Teaching your dog the different tasks is of course the fun part – or at least it is for me. But you can’t have a dog who can perform every task but barks at children, nips at men and freaks out when someone stands up all of a sudden. An assistance dog also needs to be able to relax and lie down or sit, because ultimately assistance dogs need to be seen and not heard.
Why Assistance Dogs Need to be Impeccably Behaved
There is a very good reason why assistance dogs need to be exceptionally well behaved. Firstly, they’re out in public and the perception of dogs by many are that they’re dirty, slobbery and dangerous. A lot of people are scared of dogs too. And so for assistance dogs to be welcomed by society requires them to be impeccably behaved.

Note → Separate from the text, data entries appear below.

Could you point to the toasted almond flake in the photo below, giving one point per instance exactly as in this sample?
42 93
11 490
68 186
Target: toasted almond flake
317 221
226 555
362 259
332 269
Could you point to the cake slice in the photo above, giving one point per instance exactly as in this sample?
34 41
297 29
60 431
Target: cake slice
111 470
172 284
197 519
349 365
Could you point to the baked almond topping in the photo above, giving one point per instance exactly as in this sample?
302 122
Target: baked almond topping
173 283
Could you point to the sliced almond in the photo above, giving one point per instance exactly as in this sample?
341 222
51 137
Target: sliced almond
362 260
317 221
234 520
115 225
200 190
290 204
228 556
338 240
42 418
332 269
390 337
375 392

In NZ we only have a few organisations who certify assistance dogs, like guide dogs, mobility dogs, assistance dogs and so forth. And there’s only one organisation that is prepared to certify owner trained dogs, and that is Perfect Partners. The thing is though that they cannot certify just any dog, they don’t want to have a reputation of certifying “pets-with-privileges” it’s not what we should aim for in NZ because assistance dogs have a job to do. And the quality of that work needs to stay high.
The other thing to keep in mind is that it is a privilege for people with disabilities to have dogs to help them, like guide dogs, mobility assistance dogs and so forth, is not a guaranteed right. If one dog causes trouble, this negatively affects every single organisation. If dogs cause trouble Internal Affairs can take away this privilege at any time. So all the organisations who certify dogs to assist people with disabilities have a responsibility
But How Can You Teach Your Dog to Help You at Home?

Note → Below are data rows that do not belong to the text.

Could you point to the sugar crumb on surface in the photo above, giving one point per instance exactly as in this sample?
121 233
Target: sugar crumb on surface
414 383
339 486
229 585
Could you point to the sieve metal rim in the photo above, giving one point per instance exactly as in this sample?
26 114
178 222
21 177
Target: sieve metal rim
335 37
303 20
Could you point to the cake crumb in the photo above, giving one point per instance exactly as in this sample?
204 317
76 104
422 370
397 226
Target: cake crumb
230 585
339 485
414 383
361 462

I’ve put together online classes to help you learn how to train your dog the skills they need to be able to assist you around your home. You can check out my class Cool Dog Skills (Learn How to teach your dog almost anything)! And the skills you’ll learn here is designed to teach you the necessary skills that you’ll need to have a dog who can help you at home.
Why can I write a blog like this? Because not only did Rachel and Ruby get certified through Perfect Partners but they were an exemplary team. That was not by accident, I was trained well by my mentors. So, while I don’t specialise in assistance dog training, I have helped a team, not only achieve their certification but exceed the expectation of an owner trained assistance dog.